Ramy Berenblum: From Farm to Corporate Sustainability

Colgate senior and environmental studies concentrator Ramy Berenblum has loved the outdoors since she started gardening with her mom in her hometown of Bedford, New York when she was little. Berenblum knew she wanted to continue her passion for conserving the world by getting involved in sustainability efforts. 

“I just loved to be outdoors and fell in love with plants, vegetables and cooking, and seeing from seed to plant and what you could do with food. I decided to do some outdoor adventure trips and hiked in really beautiful national parks and just wanted to conserve the world somehow.”
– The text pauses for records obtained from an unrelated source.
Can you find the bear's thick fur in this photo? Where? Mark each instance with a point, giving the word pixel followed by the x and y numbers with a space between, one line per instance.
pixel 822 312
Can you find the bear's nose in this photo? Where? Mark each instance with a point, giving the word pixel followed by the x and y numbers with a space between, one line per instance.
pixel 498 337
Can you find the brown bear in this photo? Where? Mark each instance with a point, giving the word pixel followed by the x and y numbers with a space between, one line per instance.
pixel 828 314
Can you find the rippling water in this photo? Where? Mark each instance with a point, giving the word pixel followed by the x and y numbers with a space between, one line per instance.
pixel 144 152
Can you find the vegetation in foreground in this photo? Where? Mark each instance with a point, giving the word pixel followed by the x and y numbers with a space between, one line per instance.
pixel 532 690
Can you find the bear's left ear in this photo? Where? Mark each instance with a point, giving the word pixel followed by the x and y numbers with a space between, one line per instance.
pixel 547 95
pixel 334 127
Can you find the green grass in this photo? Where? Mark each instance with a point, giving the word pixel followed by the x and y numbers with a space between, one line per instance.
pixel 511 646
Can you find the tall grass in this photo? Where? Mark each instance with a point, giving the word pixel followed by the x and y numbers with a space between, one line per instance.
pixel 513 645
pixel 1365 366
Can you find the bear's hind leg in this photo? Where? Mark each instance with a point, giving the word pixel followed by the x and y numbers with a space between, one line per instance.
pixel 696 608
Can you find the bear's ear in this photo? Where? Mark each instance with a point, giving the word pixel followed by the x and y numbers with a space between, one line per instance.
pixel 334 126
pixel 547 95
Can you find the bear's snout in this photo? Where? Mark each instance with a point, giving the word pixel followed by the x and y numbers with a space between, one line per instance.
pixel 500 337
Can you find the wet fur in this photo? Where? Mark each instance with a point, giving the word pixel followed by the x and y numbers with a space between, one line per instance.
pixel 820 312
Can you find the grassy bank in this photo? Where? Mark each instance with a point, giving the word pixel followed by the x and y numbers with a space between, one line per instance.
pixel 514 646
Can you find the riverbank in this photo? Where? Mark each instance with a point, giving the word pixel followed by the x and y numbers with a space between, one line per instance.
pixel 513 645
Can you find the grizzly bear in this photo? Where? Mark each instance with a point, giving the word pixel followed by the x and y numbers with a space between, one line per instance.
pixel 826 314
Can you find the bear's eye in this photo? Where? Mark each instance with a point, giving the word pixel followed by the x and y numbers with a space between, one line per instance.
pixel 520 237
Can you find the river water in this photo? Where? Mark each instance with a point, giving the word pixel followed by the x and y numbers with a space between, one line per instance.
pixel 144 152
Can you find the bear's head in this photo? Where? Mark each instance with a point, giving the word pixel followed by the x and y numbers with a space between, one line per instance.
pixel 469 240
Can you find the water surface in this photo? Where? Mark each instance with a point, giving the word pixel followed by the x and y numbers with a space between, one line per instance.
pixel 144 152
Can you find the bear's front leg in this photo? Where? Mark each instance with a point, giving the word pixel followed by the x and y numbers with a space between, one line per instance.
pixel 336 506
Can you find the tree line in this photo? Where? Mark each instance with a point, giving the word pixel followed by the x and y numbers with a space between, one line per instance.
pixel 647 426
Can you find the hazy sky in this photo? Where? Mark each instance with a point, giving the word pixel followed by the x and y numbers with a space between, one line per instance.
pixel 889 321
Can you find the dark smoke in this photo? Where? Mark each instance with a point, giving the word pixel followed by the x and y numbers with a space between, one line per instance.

After taking many courses during her first year at Colgate, nothing interested her as much as her environmental studies classes. Assistant Professor of Environmental Studies Andrew Pattison’s class, “Environmental Policy Analysis,” was an especially transformative class for Berenblum. 

“It was the first time I could really dive deeply into a topic and analyze it from a policy angle and think about the complexities of how difficult it is to regulate the environment,” she said.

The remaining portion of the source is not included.